In course of time a desire for representative institutions sprang up among the English settlers. During all these years they had lived under the despotic sway of a Governor and Council appointed by the Crown. They alone among Englishmen were without part in their own government, and they wished the odious distinction to cease. 1773 A.D. They petitioned for the House of Assembly which the King had promised them ten years before, and for the permanent establishment of English law among them. The French were not sufficiently instructed to care for representative government, but they earnestly desired the restoration of the laws which had been so hastily abolished after the conquest.
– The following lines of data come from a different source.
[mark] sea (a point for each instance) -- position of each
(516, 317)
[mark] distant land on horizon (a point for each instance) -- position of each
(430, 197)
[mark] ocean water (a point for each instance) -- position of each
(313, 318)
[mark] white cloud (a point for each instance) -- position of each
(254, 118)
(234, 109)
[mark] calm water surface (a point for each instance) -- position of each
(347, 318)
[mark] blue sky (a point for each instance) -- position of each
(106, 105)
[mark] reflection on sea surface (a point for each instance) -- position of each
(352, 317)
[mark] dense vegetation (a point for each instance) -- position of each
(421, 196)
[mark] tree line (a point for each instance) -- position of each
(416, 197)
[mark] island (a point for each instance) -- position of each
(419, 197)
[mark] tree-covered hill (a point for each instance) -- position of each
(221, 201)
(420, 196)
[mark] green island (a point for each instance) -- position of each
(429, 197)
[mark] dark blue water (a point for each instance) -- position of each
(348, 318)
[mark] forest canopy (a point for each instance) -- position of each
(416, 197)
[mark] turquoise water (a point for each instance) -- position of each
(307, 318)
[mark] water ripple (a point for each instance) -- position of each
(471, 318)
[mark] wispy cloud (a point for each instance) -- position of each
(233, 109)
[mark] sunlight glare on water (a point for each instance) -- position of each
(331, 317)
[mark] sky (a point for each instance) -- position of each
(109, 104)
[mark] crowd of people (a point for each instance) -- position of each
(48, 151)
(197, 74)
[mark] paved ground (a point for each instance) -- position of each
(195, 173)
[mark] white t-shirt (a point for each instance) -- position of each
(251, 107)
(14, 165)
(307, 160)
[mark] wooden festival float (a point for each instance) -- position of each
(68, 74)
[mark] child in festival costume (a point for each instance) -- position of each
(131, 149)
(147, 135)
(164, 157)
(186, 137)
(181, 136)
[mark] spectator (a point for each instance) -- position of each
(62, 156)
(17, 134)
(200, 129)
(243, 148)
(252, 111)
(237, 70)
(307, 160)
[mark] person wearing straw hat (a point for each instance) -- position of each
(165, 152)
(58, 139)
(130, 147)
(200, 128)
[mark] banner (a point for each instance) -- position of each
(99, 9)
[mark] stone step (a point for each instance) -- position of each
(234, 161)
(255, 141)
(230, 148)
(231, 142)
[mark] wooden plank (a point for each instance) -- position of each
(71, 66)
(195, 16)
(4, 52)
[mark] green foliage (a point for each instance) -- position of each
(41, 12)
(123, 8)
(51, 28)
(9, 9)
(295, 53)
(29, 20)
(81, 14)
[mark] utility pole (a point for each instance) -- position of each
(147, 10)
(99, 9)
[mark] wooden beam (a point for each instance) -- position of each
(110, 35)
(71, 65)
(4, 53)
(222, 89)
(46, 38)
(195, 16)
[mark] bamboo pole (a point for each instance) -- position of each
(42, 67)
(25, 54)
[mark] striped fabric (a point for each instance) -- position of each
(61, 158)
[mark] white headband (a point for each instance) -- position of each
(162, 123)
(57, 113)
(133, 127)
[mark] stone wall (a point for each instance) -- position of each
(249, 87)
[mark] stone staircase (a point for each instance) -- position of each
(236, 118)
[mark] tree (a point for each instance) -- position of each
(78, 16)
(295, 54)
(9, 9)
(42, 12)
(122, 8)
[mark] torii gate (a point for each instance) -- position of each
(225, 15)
It was during a season of anxiety and apprehension that these conflicting opinions were pressed upon the attention of the British Government. The differences which had arisen between England and her American colonies were evidently now incapable of settlement otherwise than by the sword. The men of Boston had already thrown into their harbour the cargoes of taxed tea which England sought to force upon them. All over New England men were hastening to obtain muskets and to accomplish themselves in military drill. A strong English force, which was being steadily increased, held Boston, and waited for the expected strife. In view of impending war, it was the desire of the English Government to satisfy Canada, and gain such support as she was able to afford. The great mass of the Canadians were Frenchmen and Roman Catholics.17 It was not doubted that in course of years men who were English and Protestant would form the population of Canada. But the danger was present and urgent, and it must be met by conciliating the men who now formed that population. 1774 A.D. An Act was passed by which the Proclamation of 1763 was repealed. The Roman Catholic religion was set free from legal disability, and reinstated in its right to exact tithes and other dues from all persons who owned its sway. French civil law was reimposed, but the barbarous criminal code of England was set up in preference to the milder system of France. The House of Assembly was still denied, and the province – extended now to the Ohio and the Mississippi – was to be ruled by a Governor and Council appointed by the Crown, one-third of the Council being composed of French Canadians. This was the Quebec Act, under which Canada was governed for the next seventeen years. It inflicted many evils upon the colony, but it served well the immediate purpose for which it was intended. It satisfied the old settlers, and held them firmly to the side of England during the years of war which England vainly waged against her alienated children.

Thus far the affairs of the colonies had been administered by the Board of Trade. The administration had been negligent; for the greatness of the colonies was recent, and the importance of the interests involved was not yet fully appreciated. But the variance which was to cost England the greatest of her colonial possessions had already revealed itself. England was impressively reminded of the imperfections of her management, and of the urgent need of a better system. She set up a new but not a better system. 1774 A.D. A Colonial department of Government was created; a Colonial Secretary was appointed; an official regulation of colonial interests began, based upon imperfect knowledge – formal, restrictive, often unreasonable and irritating. For many years, until the growing strength of the colonies enabled them first to modify and then to overthrow it, this strict official government continued to discourage and impede settlements whose prime necessity was wide freedom of action.

16.Towards the close of her dominion in Canada, France expended about one million sterling on her unprofitable colony, mainly in building forts along the enormous line from Quebec to New Orleans, in order to shut in the English colonists.
17.According to the best estimates, the population of Canada at this time was composed of 100,00 °Catholics and 400 Protestants.